Hypoxia regulates the ferrous iron uptake and reactive oxygen species level via divalent metal transporter 1 (DMT1) Exon1B by hypoxia-inducible factor-1.

Hypoxia has been shown to increase the expression of a variety of proteins involved in iron homeostasis, including ceruloplasmin, transferrin, and transferring receptor. Divalent metal transporter 1 (DMT1) is a transmembrane protein that is important in divalent metal ion transport, in particular iron.
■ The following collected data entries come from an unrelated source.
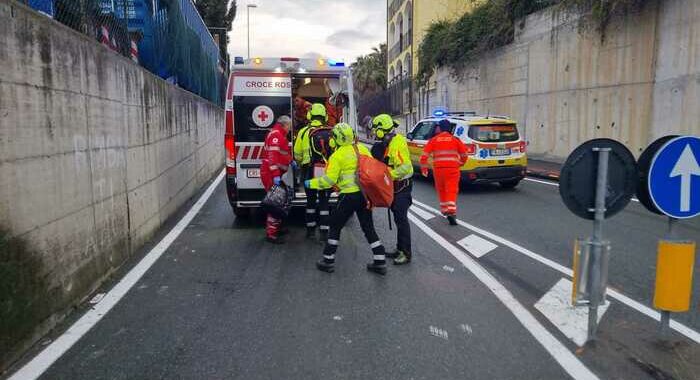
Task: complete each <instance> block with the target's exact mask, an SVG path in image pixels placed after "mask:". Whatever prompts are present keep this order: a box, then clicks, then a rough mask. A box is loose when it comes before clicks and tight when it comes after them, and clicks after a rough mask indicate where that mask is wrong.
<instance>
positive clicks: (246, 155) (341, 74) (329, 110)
mask: <svg viewBox="0 0 700 380" xmlns="http://www.w3.org/2000/svg"><path fill="white" fill-rule="evenodd" d="M311 103H322V104H324V105H326V108H327V111H328V113H329V125H331V126H332V125H334V124H335V123H337V122H341V121H342V122H346V123H349V124H350V125H352V126H355V125H357V123H356V121H357V120H356V118H357V114H356V107H355V101H354V98H353V88H352V75H351V71H350V69H349V68H348V67H346V66H345V64H344V63H343V62H337V61H334V60H331V59H324V58H319V59H300V58H290V57H282V58H253V59H248V60H245V61H240V63H239V64H236V65H234V67H233V68H232V72H231V76H230V78H229V82H228V88H227V91H226V128H225V136H224V146H225V149H226V192H227V194H228V199H229V202H230V204H231V207H232V208H233V212H234V214H236V215H237V216H246V215H248V214H249V213H250V211H251V209H253V208H256V207H259V205H260V201H261V200H262V199H263V197H264V196H265V190H264V189H263V185H262V182H261V180H260V164H261V153H262V148H263V142H264V141H265V136H266V135H267V132H268V131H269V129H270V128H271V127H272V125H274V123H275V120H276V119H277V118H278V117H279V116H282V115H287V116H290V117H291V118H292V120H293V126H292V131H291V136H290V141H291V142H292V144H293V143H294V138H295V136H296V133H297V131H298V130H299V129H301V128H302V127H304V125H305V124H306V107H309V106H310V104H311ZM290 151H291V147H290ZM283 180H284V182H285V183H287V184H293V185H294V188H295V196H294V201H293V205H295V206H303V205H305V204H306V196H305V194H304V189H303V183H301V181H300V178H299V176H298V175H297V173H295V172H293V170H291V169H290V171H289V172H287V173H286V174H285V175H284V177H283Z"/></svg>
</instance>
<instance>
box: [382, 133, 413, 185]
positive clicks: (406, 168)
mask: <svg viewBox="0 0 700 380" xmlns="http://www.w3.org/2000/svg"><path fill="white" fill-rule="evenodd" d="M386 157H387V158H388V159H389V162H388V165H389V168H390V170H389V171H390V172H391V178H392V179H393V180H395V181H400V180H403V179H408V178H411V177H413V164H411V156H410V153H409V152H408V142H407V141H406V138H405V137H404V136H403V135H400V134H396V135H395V136H394V137H393V138H392V139H391V141H390V142H389V146H388V147H387V152H386Z"/></svg>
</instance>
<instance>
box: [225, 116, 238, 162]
mask: <svg viewBox="0 0 700 380" xmlns="http://www.w3.org/2000/svg"><path fill="white" fill-rule="evenodd" d="M224 147H225V148H226V174H228V175H236V144H235V138H234V135H233V110H230V109H228V110H226V129H225V131H224Z"/></svg>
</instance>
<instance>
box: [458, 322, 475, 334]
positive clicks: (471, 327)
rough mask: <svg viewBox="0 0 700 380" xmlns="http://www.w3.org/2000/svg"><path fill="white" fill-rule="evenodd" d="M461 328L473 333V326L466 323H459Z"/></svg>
mask: <svg viewBox="0 0 700 380" xmlns="http://www.w3.org/2000/svg"><path fill="white" fill-rule="evenodd" d="M459 329H460V330H462V331H463V332H464V333H465V334H467V335H472V327H471V326H469V325H468V324H466V323H463V324H461V325H459Z"/></svg>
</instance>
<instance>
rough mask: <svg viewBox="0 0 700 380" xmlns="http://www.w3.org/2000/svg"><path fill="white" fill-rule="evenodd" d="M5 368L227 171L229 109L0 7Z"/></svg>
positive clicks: (3, 265)
mask: <svg viewBox="0 0 700 380" xmlns="http://www.w3.org/2000/svg"><path fill="white" fill-rule="evenodd" d="M0 67H2V69H0V369H2V368H3V366H5V365H7V364H8V363H9V362H10V361H11V360H13V359H15V358H16V354H17V353H18V352H21V351H22V350H23V349H25V348H26V347H28V345H30V344H32V343H33V342H35V341H36V339H37V337H40V336H41V335H42V334H44V333H45V332H47V331H48V329H50V328H52V327H53V326H55V324H56V323H57V322H59V321H60V320H61V319H62V318H63V317H64V316H65V315H66V313H67V312H68V311H70V309H71V307H73V306H75V305H76V304H77V303H79V302H80V301H81V300H83V299H84V298H85V297H86V296H87V295H89V294H90V293H91V292H92V291H93V290H94V289H95V288H96V287H97V286H99V284H100V283H101V282H102V281H103V280H104V279H105V278H106V277H107V276H109V275H110V274H111V273H112V272H113V271H114V270H115V269H116V268H118V267H119V266H120V265H121V264H123V263H124V262H125V260H126V259H127V258H128V257H129V256H130V255H131V253H132V252H133V251H134V250H135V249H136V248H138V247H140V246H141V245H142V244H143V243H144V242H145V241H147V240H148V239H149V238H150V237H151V236H152V234H153V233H154V232H155V231H156V229H157V228H158V227H160V226H161V225H162V224H163V222H164V221H165V220H166V219H168V218H169V217H170V216H172V215H173V213H174V212H175V211H176V210H177V209H178V208H179V207H180V206H182V205H183V203H184V202H185V201H187V200H188V199H189V198H190V197H192V196H193V195H194V194H195V193H196V192H197V191H198V190H199V189H200V188H201V187H202V185H204V184H205V183H206V182H207V181H208V180H209V179H210V178H211V177H212V176H213V175H215V174H216V173H217V172H218V171H219V170H220V169H221V167H222V165H223V158H224V155H223V125H224V121H223V110H222V109H220V108H219V107H217V106H216V105H214V104H212V103H210V102H208V101H206V100H204V99H202V98H200V97H198V96H195V95H193V94H191V93H189V92H186V91H184V90H182V89H179V88H176V87H174V86H172V85H170V84H167V83H166V82H165V81H163V80H161V79H159V78H157V77H155V76H153V75H151V74H150V73H149V72H147V71H145V70H143V69H142V68H141V67H139V66H138V65H136V64H134V63H133V62H131V61H129V60H128V59H126V58H124V57H121V56H119V55H117V54H116V53H114V52H112V51H110V50H109V49H106V48H104V47H103V46H101V45H99V44H98V43H97V42H96V41H93V40H92V39H90V38H88V37H86V36H84V35H81V34H79V33H76V32H74V31H73V30H71V29H69V28H67V27H65V26H63V25H60V24H59V23H57V22H54V21H53V20H51V19H49V18H47V17H45V16H43V15H40V14H39V13H37V12H34V11H32V10H31V9H29V8H27V7H25V6H22V5H20V4H19V3H17V2H15V1H11V0H0Z"/></svg>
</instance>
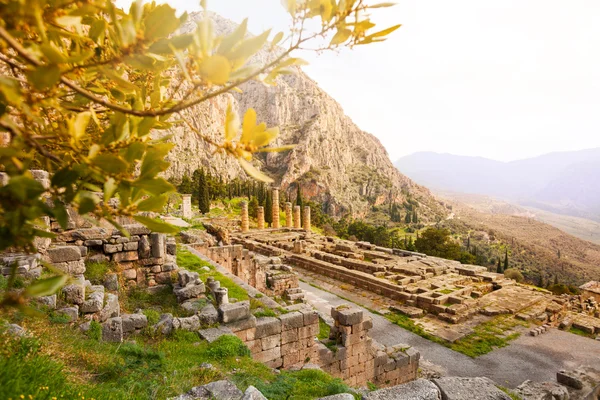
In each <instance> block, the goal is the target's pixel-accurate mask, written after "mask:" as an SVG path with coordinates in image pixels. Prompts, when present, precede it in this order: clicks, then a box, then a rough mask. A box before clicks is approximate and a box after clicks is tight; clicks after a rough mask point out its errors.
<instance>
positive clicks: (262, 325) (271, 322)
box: [255, 317, 281, 339]
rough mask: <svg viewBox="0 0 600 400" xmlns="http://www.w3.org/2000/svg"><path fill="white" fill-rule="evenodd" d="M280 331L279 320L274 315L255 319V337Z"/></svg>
mask: <svg viewBox="0 0 600 400" xmlns="http://www.w3.org/2000/svg"><path fill="white" fill-rule="evenodd" d="M278 333H281V321H280V320H279V319H278V318H275V317H261V318H257V319H256V334H255V335H256V338H257V339H260V338H263V337H267V336H271V335H275V334H278Z"/></svg>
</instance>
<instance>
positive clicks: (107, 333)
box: [102, 317, 123, 343]
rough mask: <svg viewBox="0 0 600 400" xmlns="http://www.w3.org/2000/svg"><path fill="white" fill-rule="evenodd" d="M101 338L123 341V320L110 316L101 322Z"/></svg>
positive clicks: (104, 340) (116, 317)
mask: <svg viewBox="0 0 600 400" xmlns="http://www.w3.org/2000/svg"><path fill="white" fill-rule="evenodd" d="M102 340H104V341H105V342H113V343H121V342H122V341H123V320H122V319H121V317H115V318H110V319H108V320H107V321H106V322H105V323H103V324H102Z"/></svg>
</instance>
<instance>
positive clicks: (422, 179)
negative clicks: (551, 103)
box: [395, 148, 600, 221]
mask: <svg viewBox="0 0 600 400" xmlns="http://www.w3.org/2000/svg"><path fill="white" fill-rule="evenodd" d="M395 165H396V167H397V168H398V169H399V170H400V171H401V172H402V173H404V174H406V175H407V176H409V177H410V178H411V179H414V180H415V181H416V182H418V183H420V184H423V185H426V186H427V187H430V188H431V189H438V190H450V191H454V192H462V193H473V194H481V195H488V196H494V197H498V198H501V199H505V200H509V201H511V202H513V203H516V204H520V205H523V206H530V207H535V208H538V209H542V210H546V211H550V212H553V213H559V214H566V215H571V216H576V217H583V218H588V219H592V220H595V221H600V148H595V149H589V150H581V151H571V152H557V153H550V154H546V155H543V156H539V157H534V158H529V159H524V160H518V161H512V162H500V161H494V160H489V159H486V158H481V157H466V156H456V155H451V154H439V153H433V152H421V153H415V154H412V155H409V156H406V157H403V158H401V159H399V160H398V161H397V162H396V164H395Z"/></svg>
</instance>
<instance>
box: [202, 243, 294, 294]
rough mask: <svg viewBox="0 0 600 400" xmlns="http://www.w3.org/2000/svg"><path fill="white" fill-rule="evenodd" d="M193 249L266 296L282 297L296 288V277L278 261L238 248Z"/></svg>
mask: <svg viewBox="0 0 600 400" xmlns="http://www.w3.org/2000/svg"><path fill="white" fill-rule="evenodd" d="M193 246H194V248H195V249H196V250H198V251H199V252H200V253H202V254H203V255H205V256H206V257H208V258H210V259H211V260H213V261H214V262H216V263H218V264H219V265H221V266H222V267H223V268H225V269H226V270H227V271H229V272H230V273H232V274H233V275H235V276H237V277H239V278H241V279H242V280H243V281H244V282H246V283H248V284H249V285H250V286H252V287H254V288H256V289H257V290H259V291H261V292H262V293H264V294H266V295H268V296H284V295H286V292H287V291H288V290H289V289H294V288H298V276H297V275H296V274H295V273H294V272H293V271H292V268H291V267H290V266H288V265H283V264H282V262H281V259H280V258H279V257H267V256H262V255H259V254H255V253H253V252H251V251H249V250H247V249H245V248H244V247H243V246H242V245H231V246H220V247H207V246H205V245H193Z"/></svg>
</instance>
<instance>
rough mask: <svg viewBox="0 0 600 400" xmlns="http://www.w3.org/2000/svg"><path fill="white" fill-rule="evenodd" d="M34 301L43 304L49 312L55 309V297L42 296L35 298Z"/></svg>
mask: <svg viewBox="0 0 600 400" xmlns="http://www.w3.org/2000/svg"><path fill="white" fill-rule="evenodd" d="M35 300H36V301H37V302H38V303H40V304H43V305H44V306H46V307H48V308H49V309H51V310H54V309H56V295H55V294H53V295H50V296H42V297H36V298H35Z"/></svg>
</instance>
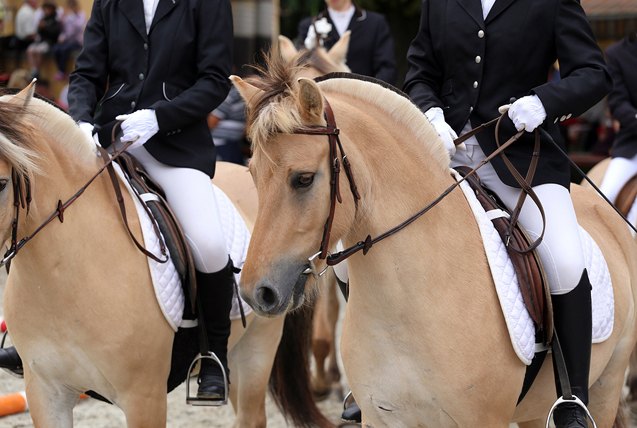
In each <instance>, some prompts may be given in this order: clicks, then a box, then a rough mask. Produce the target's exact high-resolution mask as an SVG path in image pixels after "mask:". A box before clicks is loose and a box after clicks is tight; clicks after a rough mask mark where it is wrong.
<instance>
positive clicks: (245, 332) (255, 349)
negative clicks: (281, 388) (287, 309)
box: [228, 314, 285, 428]
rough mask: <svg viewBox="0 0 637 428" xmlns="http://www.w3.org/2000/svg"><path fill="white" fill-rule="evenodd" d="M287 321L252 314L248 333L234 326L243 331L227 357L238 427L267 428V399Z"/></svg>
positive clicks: (283, 318)
mask: <svg viewBox="0 0 637 428" xmlns="http://www.w3.org/2000/svg"><path fill="white" fill-rule="evenodd" d="M284 320H285V317H276V318H264V317H259V316H256V315H254V314H250V315H248V320H247V321H248V326H247V328H246V329H245V331H243V326H242V325H241V322H240V321H233V323H232V330H234V331H237V330H239V329H240V331H243V335H241V336H240V338H239V339H238V341H236V343H234V342H233V340H236V336H235V337H234V338H233V336H231V338H230V341H231V342H230V346H231V348H230V352H229V355H228V363H229V364H230V379H231V382H232V385H231V387H230V393H231V397H232V405H233V407H234V410H235V413H236V415H237V419H236V421H235V426H236V427H255V428H256V427H265V426H266V416H265V396H266V391H267V387H268V381H269V379H270V372H271V371H272V364H273V362H274V357H275V355H276V351H277V349H278V347H279V341H280V340H281V334H282V332H283V322H284Z"/></svg>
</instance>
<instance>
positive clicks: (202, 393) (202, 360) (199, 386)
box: [197, 260, 234, 401]
mask: <svg viewBox="0 0 637 428" xmlns="http://www.w3.org/2000/svg"><path fill="white" fill-rule="evenodd" d="M197 290H198V295H199V299H201V303H202V307H203V317H204V325H205V327H206V333H207V337H208V345H209V347H210V350H211V351H212V352H214V353H215V355H216V356H217V358H219V360H220V361H221V364H222V365H223V367H224V369H225V371H226V376H228V375H229V370H228V337H229V336H230V309H231V308H232V296H233V290H234V266H233V264H232V260H229V261H228V264H227V265H226V267H224V268H223V269H222V270H220V271H219V272H213V273H202V272H199V271H197ZM225 396H226V390H225V383H224V380H223V373H222V372H221V367H219V365H218V364H217V363H216V362H214V361H212V360H211V359H209V358H204V359H202V360H201V369H200V371H199V389H198V390H197V398H203V399H207V400H211V401H222V400H223V399H224V398H225Z"/></svg>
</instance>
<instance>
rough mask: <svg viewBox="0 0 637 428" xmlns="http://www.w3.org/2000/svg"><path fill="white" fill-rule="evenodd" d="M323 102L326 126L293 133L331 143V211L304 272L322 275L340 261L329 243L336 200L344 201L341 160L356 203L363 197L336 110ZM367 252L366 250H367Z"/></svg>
mask: <svg viewBox="0 0 637 428" xmlns="http://www.w3.org/2000/svg"><path fill="white" fill-rule="evenodd" d="M323 104H324V105H325V110H324V112H323V115H324V117H325V122H326V126H311V127H303V128H297V129H296V130H295V131H294V132H293V133H294V134H300V135H327V138H328V143H329V162H330V212H329V214H328V216H327V220H325V225H324V226H323V238H322V239H321V247H320V249H319V251H318V252H317V253H316V254H314V255H313V256H312V257H310V258H308V261H309V263H310V268H308V269H306V270H305V271H304V272H303V273H305V274H309V273H313V274H314V275H317V276H321V275H323V274H324V273H325V271H326V270H327V267H328V266H332V265H335V264H337V263H338V262H340V260H338V261H333V260H332V258H331V256H329V257H328V253H329V251H328V250H329V243H330V234H331V232H332V223H333V222H334V212H335V211H336V201H338V203H342V202H343V199H342V198H341V189H340V185H339V178H340V173H341V162H342V163H343V168H344V169H345V175H346V176H347V179H348V181H349V188H350V191H351V192H352V196H353V197H354V203H355V204H356V205H357V206H358V200H359V199H360V198H361V197H360V194H359V193H358V188H357V187H356V182H355V181H354V176H353V174H352V167H351V165H350V163H349V159H347V155H346V154H345V151H344V150H343V145H342V144H341V139H340V138H339V134H340V130H339V129H338V127H337V126H336V120H335V119H334V112H333V111H332V107H331V106H330V104H329V102H327V99H326V98H323ZM339 152H340V160H339ZM365 252H366V251H365ZM317 257H318V258H319V259H321V260H325V259H327V260H326V266H325V268H323V269H322V270H321V271H320V272H318V270H317V268H316V265H315V260H316V258H317Z"/></svg>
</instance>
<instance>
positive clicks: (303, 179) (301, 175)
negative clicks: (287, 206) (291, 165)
mask: <svg viewBox="0 0 637 428" xmlns="http://www.w3.org/2000/svg"><path fill="white" fill-rule="evenodd" d="M313 181H314V173H313V172H303V173H300V174H296V175H295V176H294V177H293V178H292V187H294V188H295V189H303V188H306V187H310V186H311V185H312V182H313Z"/></svg>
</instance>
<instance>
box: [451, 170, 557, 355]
mask: <svg viewBox="0 0 637 428" xmlns="http://www.w3.org/2000/svg"><path fill="white" fill-rule="evenodd" d="M455 169H456V170H457V171H458V173H459V174H460V175H462V176H463V177H465V178H466V182H467V183H469V185H470V186H471V188H472V189H473V191H474V193H475V195H476V197H477V199H478V201H479V202H480V204H481V205H482V207H483V208H484V210H485V211H486V212H487V213H489V212H504V213H505V215H496V216H492V218H491V217H490V218H491V221H492V223H493V226H494V227H495V229H496V230H497V232H498V234H499V235H500V238H501V239H502V240H503V242H504V244H505V248H506V249H507V253H508V255H509V257H510V259H511V263H512V264H513V268H514V270H515V275H516V277H517V279H518V284H519V286H520V292H521V294H522V299H523V301H524V305H525V306H526V308H527V310H528V312H529V315H530V316H531V319H532V320H533V323H534V325H535V330H536V341H537V342H539V340H540V339H541V340H542V342H543V343H545V344H546V343H549V340H550V338H551V336H552V332H553V323H552V319H553V318H552V314H551V305H550V301H551V300H550V298H549V295H550V291H549V290H548V287H547V284H546V281H545V280H544V275H543V270H542V266H541V263H540V262H539V258H538V256H537V254H536V251H535V250H532V251H525V252H521V251H515V250H514V249H517V248H529V244H530V242H531V241H530V239H529V238H528V237H527V236H526V234H525V233H524V231H523V230H522V229H521V228H520V224H519V222H516V224H515V225H514V227H513V228H512V229H511V228H510V223H511V220H510V218H511V215H510V212H509V210H508V209H507V208H506V207H505V206H504V204H502V202H501V201H500V200H499V199H498V197H497V196H496V195H495V194H493V193H491V192H489V191H488V190H487V189H486V188H485V187H483V186H482V184H481V183H480V178H479V177H478V176H477V175H476V174H473V175H469V176H467V173H469V172H470V171H471V168H469V167H466V166H460V167H457V168H455ZM509 231H511V234H510V235H509V234H508V233H509Z"/></svg>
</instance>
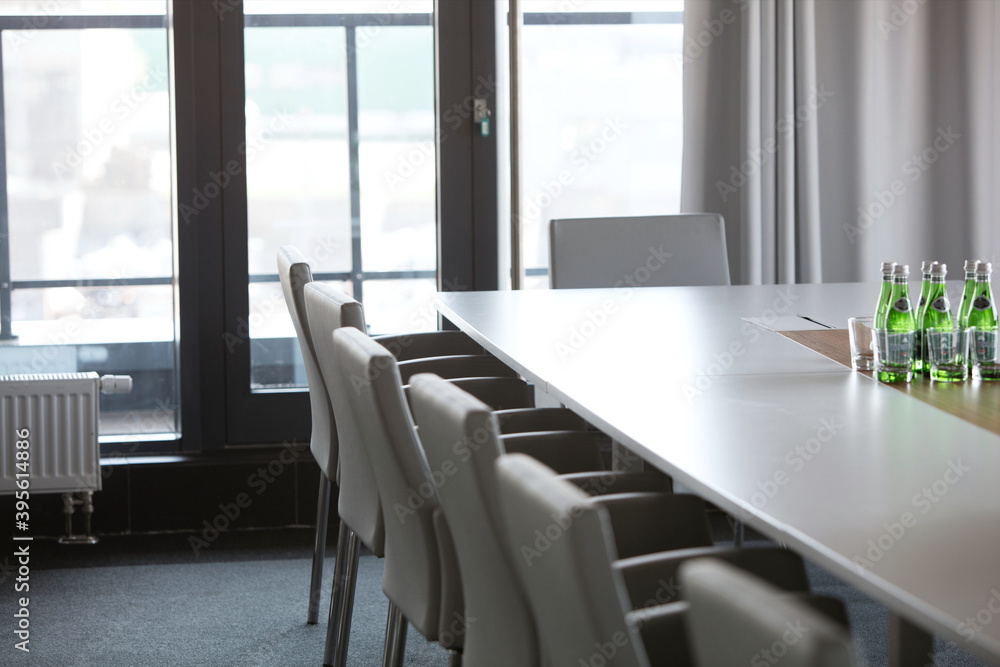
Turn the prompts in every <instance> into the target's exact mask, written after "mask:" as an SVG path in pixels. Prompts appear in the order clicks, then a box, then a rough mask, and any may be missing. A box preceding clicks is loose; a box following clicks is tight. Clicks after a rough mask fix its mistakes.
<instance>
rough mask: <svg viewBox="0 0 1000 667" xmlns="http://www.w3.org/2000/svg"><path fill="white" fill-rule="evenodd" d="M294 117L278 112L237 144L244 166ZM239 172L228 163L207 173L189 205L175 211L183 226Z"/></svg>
mask: <svg viewBox="0 0 1000 667" xmlns="http://www.w3.org/2000/svg"><path fill="white" fill-rule="evenodd" d="M295 117H296V114H294V113H291V112H288V111H280V112H278V115H276V116H274V117H273V118H271V119H270V120H268V122H267V127H265V128H264V129H262V130H260V131H259V132H257V134H256V135H254V136H252V137H250V138H248V139H247V140H246V141H244V142H243V143H241V144H240V145H239V147H238V148H237V150H238V151H239V154H240V155H242V156H244V157H245V158H246V160H245V161H244V163H245V164H250V163H251V162H253V160H254V159H255V158H256V157H257V154H258V153H260V152H261V151H263V150H264V149H265V148H267V146H268V144H270V143H271V142H272V141H274V140H275V138H276V137H277V135H278V134H280V133H281V132H282V131H283V130H285V129H286V128H287V127H288V126H289V125H291V123H292V121H293V120H295ZM243 170H244V164H241V163H240V162H239V161H237V160H230V161H229V162H227V163H226V164H225V167H224V168H223V169H222V170H221V171H218V172H215V171H210V172H209V173H208V182H207V183H205V184H204V185H202V187H200V188H197V187H196V188H194V189H193V190H192V197H191V200H190V203H187V202H185V203H182V204H181V205H180V209H179V211H180V215H181V217H182V218H183V219H184V223H185V224H188V223H190V222H191V218H192V217H197V216H198V215H199V214H200V213H201V212H202V211H204V210H205V209H206V208H208V206H209V204H211V203H212V201H213V200H215V199H216V198H217V197H218V196H219V195H221V194H222V192H223V191H224V190H225V189H226V188H227V187H229V184H230V183H232V182H233V178H234V177H236V176H239V175H240V174H242V173H243Z"/></svg>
Although previous studies have provided that DMT1 exon1A is regulated by hypoxia, little is known about the relationship between DMT1 exon1B and hypoxia. Hypoxia-inducible factor 1 (HIF-1) is a transcription factor which is stabilized when mammalian cells are subjected to hypoxia. In this study, we have identified a functional hypoxia-response element (HRE) at position of -327 to -323 (-ACGTG-) in DMT1 exon1B promoter using a combination of bioinformatics and biological approaches. Both the total cellular iron and ferrous uptake increased after hypoxia, decreased after DMT1 RNA interference. Reactive oxygen species (ROS) were also changed by +iron responsive element (IRE) DMT1 exon1B overexpression. These findings implicated DMT1 exon1B was a target gene for HIF-1. Hypoxia might affect cellular iron uptake through regulating the expression of DMT1. When iron was present in excess, cells might be damaged by the ROS production.